O LADO AMARGO DAS DESCOBERTAS
Carlos Rodarte Veloso
"Correio Transmontano", 24 de Outubro de 2018
A extraordinária familiaridade entre Portugal e o mar parece explicar a precocidade da aventura portuguesa nos mares de todo o mundo, a bordo de frágeis embarcações, assim abrindo a uma Europa ainda estremunhada, horizontes bem mais vastos do que as lendas e fábulas medievais deixavam adivinhar.
Nau de Vasco da Gama na 1ª viagem à Índia |
O prestígio que se encontra associado a esta aventura intercontinental não impediu que o seu principal agente, o Marinheiro, perdesse rapidamente, nos textos literários nacionais, a imagem francamente positiva dos primeiros escritos, nomeadamente d’Os Lusíadas. Passa então a assumir aspectos francamente negativos, em que se associam a brutalidade com a ignorância, a impiedade e a agressividade mais básicas. Essa imagem veio a ser radicalmente alterada com o advento dos nacionalismos dos séculos XIX e primeiro terço do XX, em total consonância com as ideologias romântica e nacionalista então em voga.
Porto de Lisboa em gravura de Theodore de Bry |
A verdade é que, em plena época da Expansão, a “Carreira da Índia”, organização de poderosas esquadras destinadas a transportar as riquezas asiáticas para Lisboa e a Europa, corresponde a um surto crescente de naufrágios, em que tem um importante papel o factor humano: a negligência ou, até, a incompetência de muitos pilotos e outros responsáveis pela tripulação, o envelhecimento dos navios e seus equipamentos somadas à ganância de quase todos, tripulantes, militares e passageiros, prejudicam a estabilidade e a segurança indispensáveis a viagens de longa duração, em mares ora tempestuosos, ora com longas e mortíferas calmarias em climas insalubres. Aos erros humanos soma-se a violência organizada da pirataria e do corso, e o criminoso negócio da escravatura, fenómenos generalizados a nível planetário e a que nenhum povo marítimo escapou.
As más condições de navegação dos navios portugueses são comentadas com uma curiosa mistura de indignação e admiração pelos corsários holandeses que se apoderaram do galeão Santiago, em 16 de Março de 1602, na Ilha de Santa Helena, depois de um combate de três dias:
“[…] que nação haverá no mundo tão bárbara e cobiçosa que cometa passar o cabo da Boa Esperança na forma que todos passais, metidos no profundo do mar com carga, pondo as vidas a tão provável risco de as perder, só por cobiça; e por isso não é maravilha que percais tantas naus e tantas vidas […].”
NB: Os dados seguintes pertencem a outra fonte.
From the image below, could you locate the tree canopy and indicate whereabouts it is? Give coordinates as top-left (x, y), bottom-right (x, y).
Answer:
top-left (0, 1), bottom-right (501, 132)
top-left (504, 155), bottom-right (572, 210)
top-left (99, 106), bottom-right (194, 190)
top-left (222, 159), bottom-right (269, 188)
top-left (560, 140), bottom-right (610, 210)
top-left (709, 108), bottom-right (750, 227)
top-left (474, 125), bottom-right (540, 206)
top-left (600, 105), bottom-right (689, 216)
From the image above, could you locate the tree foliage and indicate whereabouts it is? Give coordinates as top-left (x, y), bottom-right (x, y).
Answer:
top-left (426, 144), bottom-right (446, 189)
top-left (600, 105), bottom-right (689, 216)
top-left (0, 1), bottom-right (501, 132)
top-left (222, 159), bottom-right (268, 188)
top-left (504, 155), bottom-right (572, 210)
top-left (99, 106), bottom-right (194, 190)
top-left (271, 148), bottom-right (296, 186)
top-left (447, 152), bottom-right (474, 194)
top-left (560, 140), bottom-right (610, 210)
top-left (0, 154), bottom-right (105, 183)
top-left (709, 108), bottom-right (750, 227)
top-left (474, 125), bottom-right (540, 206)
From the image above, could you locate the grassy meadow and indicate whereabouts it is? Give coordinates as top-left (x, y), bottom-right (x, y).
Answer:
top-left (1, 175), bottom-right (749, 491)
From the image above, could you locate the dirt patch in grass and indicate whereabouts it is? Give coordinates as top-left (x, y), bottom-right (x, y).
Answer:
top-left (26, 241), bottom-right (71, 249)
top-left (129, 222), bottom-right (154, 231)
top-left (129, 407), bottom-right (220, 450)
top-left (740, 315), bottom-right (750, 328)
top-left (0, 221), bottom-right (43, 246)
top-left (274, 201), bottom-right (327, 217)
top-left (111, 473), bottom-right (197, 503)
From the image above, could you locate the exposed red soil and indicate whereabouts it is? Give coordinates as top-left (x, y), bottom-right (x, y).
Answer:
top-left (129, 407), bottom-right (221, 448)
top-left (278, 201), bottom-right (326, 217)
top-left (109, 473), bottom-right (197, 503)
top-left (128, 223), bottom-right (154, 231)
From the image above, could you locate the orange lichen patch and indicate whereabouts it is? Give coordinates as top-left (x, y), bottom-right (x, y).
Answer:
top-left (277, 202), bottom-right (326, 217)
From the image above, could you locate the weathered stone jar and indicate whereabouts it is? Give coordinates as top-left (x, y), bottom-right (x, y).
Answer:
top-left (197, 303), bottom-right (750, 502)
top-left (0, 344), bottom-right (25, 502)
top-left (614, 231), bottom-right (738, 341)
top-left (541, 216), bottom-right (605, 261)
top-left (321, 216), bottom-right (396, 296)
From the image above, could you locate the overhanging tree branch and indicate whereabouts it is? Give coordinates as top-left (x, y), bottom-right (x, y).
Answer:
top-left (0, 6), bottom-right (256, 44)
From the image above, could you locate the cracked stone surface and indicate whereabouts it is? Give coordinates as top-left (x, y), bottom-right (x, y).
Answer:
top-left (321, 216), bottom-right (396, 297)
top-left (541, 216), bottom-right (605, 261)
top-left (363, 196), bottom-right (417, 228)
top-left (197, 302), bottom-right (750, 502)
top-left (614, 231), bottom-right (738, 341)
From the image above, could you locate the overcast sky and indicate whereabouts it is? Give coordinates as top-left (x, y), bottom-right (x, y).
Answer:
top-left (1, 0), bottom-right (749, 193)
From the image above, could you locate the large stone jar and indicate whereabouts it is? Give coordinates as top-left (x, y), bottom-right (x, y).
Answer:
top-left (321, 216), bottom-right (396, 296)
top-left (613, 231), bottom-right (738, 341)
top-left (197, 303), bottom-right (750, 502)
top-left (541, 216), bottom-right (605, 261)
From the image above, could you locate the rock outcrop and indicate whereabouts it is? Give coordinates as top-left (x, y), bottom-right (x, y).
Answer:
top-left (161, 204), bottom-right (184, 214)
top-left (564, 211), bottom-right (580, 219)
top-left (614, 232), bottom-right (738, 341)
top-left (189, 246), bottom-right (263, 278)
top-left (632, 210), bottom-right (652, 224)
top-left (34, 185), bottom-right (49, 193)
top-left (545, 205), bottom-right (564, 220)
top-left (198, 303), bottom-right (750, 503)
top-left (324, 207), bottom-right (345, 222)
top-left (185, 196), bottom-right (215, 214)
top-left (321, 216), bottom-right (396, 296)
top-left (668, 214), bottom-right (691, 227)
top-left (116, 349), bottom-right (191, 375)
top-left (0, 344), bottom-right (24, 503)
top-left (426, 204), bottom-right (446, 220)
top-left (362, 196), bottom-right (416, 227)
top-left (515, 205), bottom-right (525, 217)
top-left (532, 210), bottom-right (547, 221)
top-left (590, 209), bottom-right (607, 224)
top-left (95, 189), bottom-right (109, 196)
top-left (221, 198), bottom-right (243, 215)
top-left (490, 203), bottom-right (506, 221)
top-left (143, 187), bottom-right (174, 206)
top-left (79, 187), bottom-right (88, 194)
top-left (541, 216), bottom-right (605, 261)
Dessa realidade multifacetada e contraditória, tanto no que se refere às causas de naufrágio, quanto à imagem do marinheiro português da Expansão, nos dão conta os diários de bordo, a literatura de viagens e de divulgação de naufrágios e curiosidades náuticas, a literatura popular ¬¬(mais conhecido como “literatura de cordel”) a própria religiosidade popular nas suas atitudes de devoção, e ainda a hagiografia associada às viagens e à protecção divina dos viajantes.
Mas tudo isso seria revisto no século XIX, quando ressurge a ideia da vocação marítima do povo português e das suas virtudes náuticas, com o seu auge no XX, com o ultra-nacionalismo de Salazar, que transformou a gente do mar em heróis e em santos, em figuras hieráticas, estátuas apenas…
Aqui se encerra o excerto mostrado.